They do not perform identically. On the P-core, strided runs roughly twice as fast as
random.
On the E-core, strided and random perform almost identically.
The P-core is doing something that depends on the address stream. When the addresses form a predictable pattern, successive loads can issue in parallel instead of serializing on the prior load's result. This is the behavior the Apple patent describes. When the addresses are unpredictable, the predictor has nothing to latch onto and the loop falls back to serialized execution. The E-core, by contrast, appears to have no such predictor: its runtime is governed by load-use latency regardless of how addressable the pattern is.
This is already suggestive, but it does not yet distinguish address prediction from value prediction. In the strided case the loaded values are highly regular as well as the addresses, so either mechanism could explain the speedup.

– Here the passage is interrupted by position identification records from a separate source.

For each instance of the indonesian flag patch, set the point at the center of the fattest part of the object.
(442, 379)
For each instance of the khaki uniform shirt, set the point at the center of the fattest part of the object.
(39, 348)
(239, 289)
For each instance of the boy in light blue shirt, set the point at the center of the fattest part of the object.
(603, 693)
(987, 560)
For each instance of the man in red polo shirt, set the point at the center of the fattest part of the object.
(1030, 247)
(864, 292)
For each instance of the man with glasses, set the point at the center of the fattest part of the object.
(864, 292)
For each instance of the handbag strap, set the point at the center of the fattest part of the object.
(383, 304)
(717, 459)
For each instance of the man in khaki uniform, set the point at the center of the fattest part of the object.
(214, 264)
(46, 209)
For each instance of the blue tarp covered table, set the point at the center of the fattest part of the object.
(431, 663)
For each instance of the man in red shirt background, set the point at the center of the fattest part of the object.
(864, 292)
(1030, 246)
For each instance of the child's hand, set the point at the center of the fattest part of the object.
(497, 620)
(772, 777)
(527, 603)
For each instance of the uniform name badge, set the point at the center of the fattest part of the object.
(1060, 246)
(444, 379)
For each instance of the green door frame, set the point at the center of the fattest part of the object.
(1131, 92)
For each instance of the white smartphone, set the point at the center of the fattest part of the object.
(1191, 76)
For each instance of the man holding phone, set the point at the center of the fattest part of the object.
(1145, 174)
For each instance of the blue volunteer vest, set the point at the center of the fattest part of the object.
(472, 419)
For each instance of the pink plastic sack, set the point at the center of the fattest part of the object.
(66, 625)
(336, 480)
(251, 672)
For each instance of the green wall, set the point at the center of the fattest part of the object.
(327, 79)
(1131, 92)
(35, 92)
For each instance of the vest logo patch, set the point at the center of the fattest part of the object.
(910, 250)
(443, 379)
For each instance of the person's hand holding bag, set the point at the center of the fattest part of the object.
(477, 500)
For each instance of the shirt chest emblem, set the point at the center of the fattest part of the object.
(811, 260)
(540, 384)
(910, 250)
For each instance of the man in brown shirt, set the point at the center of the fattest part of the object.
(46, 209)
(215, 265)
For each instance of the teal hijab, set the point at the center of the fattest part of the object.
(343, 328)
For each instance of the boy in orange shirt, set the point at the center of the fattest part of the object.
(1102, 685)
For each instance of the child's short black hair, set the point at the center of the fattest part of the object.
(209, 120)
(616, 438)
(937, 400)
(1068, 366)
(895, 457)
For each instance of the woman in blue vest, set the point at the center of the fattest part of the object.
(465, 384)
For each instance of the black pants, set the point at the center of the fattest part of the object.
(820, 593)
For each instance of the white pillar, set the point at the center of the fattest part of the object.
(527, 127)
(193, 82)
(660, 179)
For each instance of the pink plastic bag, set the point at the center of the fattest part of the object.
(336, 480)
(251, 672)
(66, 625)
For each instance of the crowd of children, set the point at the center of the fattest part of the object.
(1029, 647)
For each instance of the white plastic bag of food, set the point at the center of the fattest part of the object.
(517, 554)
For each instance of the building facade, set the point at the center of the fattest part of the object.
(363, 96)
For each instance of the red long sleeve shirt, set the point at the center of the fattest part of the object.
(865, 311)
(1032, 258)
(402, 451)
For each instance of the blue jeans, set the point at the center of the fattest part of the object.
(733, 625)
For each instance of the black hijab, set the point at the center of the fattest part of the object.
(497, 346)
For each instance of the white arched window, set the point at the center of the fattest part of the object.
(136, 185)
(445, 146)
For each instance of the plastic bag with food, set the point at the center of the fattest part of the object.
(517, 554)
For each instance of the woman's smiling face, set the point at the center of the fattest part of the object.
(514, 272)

To distinguish the two, we design a different experiment. In this experiment, we populate
the array with random values in the range [stride,array_size). We then execute the following code:
uint64_t time_sa_rv(volatile int* arr, int iters) {
volatile int dep = 0;
for (int i = 0; i < iters; ++i) {
dep += std::min(stride, arr[dep]);
}
dep = 0;
uint64_t start = get_time();
for (int i = 0; i < iters; ++i) {
dep += std::min(stride, arr[dep]);
}
uint64_t end = get_time();
return end - start;
}
In this code we again do a dry run first to make sure the array is in the L1 cache.

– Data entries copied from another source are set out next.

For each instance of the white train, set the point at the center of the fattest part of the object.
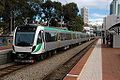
(31, 42)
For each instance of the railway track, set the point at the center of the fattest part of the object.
(62, 71)
(42, 70)
(9, 69)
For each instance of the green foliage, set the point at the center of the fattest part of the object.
(19, 10)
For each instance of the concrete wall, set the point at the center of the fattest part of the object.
(116, 41)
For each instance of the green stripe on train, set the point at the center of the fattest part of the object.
(38, 47)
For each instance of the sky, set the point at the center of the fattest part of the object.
(97, 9)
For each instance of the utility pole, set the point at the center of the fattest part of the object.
(11, 23)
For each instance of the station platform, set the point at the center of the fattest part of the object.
(99, 63)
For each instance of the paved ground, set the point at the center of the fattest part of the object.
(110, 63)
(102, 63)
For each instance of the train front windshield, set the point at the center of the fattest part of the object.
(24, 36)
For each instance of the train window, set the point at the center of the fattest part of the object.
(68, 36)
(50, 36)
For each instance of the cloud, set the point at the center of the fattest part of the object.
(96, 15)
(100, 4)
(98, 21)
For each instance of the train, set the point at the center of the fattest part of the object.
(33, 41)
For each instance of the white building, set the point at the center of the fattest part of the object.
(84, 13)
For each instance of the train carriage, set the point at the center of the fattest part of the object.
(32, 40)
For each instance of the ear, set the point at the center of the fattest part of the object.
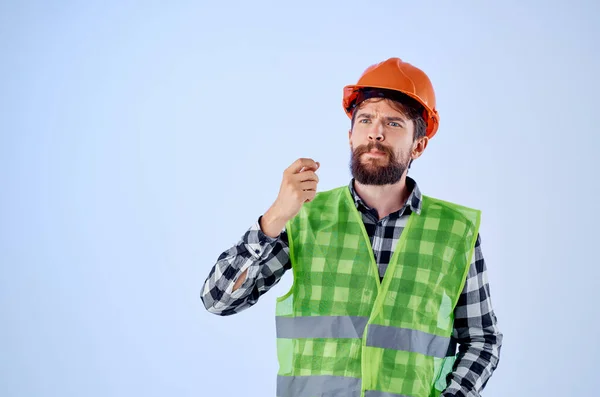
(419, 148)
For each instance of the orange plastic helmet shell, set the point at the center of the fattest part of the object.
(395, 74)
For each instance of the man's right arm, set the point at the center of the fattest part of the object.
(250, 268)
(247, 270)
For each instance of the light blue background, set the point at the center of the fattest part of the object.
(140, 140)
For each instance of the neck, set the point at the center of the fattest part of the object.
(386, 198)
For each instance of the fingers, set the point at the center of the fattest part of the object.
(301, 163)
(309, 195)
(306, 176)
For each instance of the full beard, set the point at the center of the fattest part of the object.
(383, 170)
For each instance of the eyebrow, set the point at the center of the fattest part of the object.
(393, 118)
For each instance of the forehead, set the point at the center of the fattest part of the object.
(380, 107)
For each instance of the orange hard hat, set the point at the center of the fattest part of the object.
(397, 75)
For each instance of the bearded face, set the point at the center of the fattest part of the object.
(377, 164)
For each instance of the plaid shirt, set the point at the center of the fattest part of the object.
(267, 259)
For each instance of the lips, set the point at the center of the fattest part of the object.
(377, 153)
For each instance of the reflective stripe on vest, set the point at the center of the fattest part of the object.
(342, 327)
(309, 386)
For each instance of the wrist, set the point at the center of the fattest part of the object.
(271, 223)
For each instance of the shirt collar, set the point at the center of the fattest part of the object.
(413, 202)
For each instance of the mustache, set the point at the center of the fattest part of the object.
(362, 149)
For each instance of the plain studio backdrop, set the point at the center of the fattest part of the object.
(140, 140)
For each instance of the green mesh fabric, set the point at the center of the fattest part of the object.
(335, 274)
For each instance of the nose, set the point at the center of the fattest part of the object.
(376, 133)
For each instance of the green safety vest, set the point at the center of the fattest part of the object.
(343, 333)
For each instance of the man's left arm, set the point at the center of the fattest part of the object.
(477, 333)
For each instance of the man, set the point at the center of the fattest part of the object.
(387, 281)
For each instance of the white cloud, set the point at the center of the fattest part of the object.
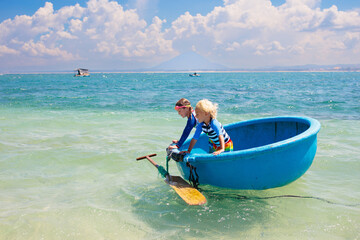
(239, 33)
(244, 33)
(4, 50)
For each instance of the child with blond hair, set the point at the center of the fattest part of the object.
(184, 109)
(219, 140)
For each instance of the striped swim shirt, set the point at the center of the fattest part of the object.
(213, 130)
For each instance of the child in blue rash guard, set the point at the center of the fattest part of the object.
(219, 140)
(184, 109)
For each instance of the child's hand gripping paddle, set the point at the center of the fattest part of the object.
(187, 192)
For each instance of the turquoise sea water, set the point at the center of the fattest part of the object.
(68, 148)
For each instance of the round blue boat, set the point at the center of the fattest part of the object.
(268, 153)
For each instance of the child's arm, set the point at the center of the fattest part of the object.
(192, 144)
(190, 124)
(222, 146)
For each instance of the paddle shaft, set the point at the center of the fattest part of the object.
(148, 157)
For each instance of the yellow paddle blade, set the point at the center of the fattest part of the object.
(187, 192)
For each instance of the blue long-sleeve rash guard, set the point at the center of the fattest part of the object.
(190, 124)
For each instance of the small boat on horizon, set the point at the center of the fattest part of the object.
(194, 75)
(81, 72)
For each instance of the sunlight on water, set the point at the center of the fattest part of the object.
(69, 173)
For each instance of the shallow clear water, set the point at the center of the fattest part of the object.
(68, 148)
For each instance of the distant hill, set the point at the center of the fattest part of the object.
(189, 61)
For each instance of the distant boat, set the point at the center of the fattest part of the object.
(194, 75)
(81, 72)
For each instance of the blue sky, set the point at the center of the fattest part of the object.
(103, 34)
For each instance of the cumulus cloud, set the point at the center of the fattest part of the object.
(245, 33)
(239, 33)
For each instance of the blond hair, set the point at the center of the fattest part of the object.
(208, 107)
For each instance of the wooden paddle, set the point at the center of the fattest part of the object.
(187, 192)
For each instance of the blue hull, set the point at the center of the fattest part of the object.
(268, 153)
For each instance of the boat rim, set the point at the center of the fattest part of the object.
(314, 128)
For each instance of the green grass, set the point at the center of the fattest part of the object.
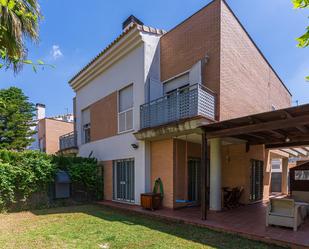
(93, 226)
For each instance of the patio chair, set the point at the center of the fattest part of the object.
(284, 212)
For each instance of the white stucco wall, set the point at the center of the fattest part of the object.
(133, 68)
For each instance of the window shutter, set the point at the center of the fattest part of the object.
(126, 98)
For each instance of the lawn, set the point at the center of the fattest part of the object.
(93, 226)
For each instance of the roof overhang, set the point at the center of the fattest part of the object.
(117, 50)
(276, 129)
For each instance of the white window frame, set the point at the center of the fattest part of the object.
(83, 127)
(126, 111)
(86, 127)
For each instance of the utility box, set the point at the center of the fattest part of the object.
(62, 185)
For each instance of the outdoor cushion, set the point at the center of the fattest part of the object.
(284, 212)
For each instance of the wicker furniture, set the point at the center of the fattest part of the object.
(284, 212)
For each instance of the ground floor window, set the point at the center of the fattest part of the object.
(194, 183)
(257, 177)
(123, 180)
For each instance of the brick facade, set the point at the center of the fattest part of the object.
(190, 42)
(50, 130)
(162, 165)
(236, 70)
(248, 84)
(104, 118)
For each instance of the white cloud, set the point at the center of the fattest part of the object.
(56, 52)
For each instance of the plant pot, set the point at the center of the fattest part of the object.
(151, 201)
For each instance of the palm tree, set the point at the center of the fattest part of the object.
(18, 22)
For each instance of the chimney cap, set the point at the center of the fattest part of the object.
(40, 105)
(131, 19)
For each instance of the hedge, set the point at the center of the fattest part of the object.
(23, 174)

This experiment generates the exact same address stream as the strided experiment because
stride is less than all values in the array. And still, in this experiment,
we see a significant speedup over the random case!
On the P-core, sa_rv is much faster than random even though the values loaded at each step
are random. The only thing sa_rv and strided have in common is the sequence of
addresses visited. Therefore, that is what the predictor is latching onto.
On the E-core the two patterns still look pretty much the same, consistent with there being no
address predictor on the E-core at all.
Conclusion
In conclusion, we have observed that when reading from a predictable stream of addresses, Apple M2 processors on P-cores are able to execute dependent loads faster than would be expected if loads were serialized. This suggests that these processors are performing load address prediction. E-cores don't seem to be doing this same prediction.